Assim, a decisão do juiz do trabalho nada cria, apenas faz alusão a um fato passado, reconhecendo a existência de uma dívida tributária que não foi paga na época certa, quando da prestação dos serviços remunerados pelo trabalhador.

Por essa razão, o magistrado paulista SÉRGIO PINTO MARTINS, em sua obra intitulada Execução da Contribuição Previdenciária na Justiça do Trabalho, categoricamente aduz que “mesmo que a verba não tenha sido paga, mas já era devida, o fato gerador já ocorreu e apenas será declarado na sentença”[2].

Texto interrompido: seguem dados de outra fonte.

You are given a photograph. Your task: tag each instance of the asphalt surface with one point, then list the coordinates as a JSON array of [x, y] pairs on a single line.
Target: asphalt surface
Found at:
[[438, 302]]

O curioso é que não há quem discuta a incidência dos encargos moratórios sobre a remuneração devida ao trabalhador desde a época da efetiva prestação dos serviços laborais. No entanto, soa contraditório pretender que somente as contribuições previdenciárias e, por consequência, os seus encargos moratórios, sejam devidos apenas com o pagamento, após a fase de liquidação.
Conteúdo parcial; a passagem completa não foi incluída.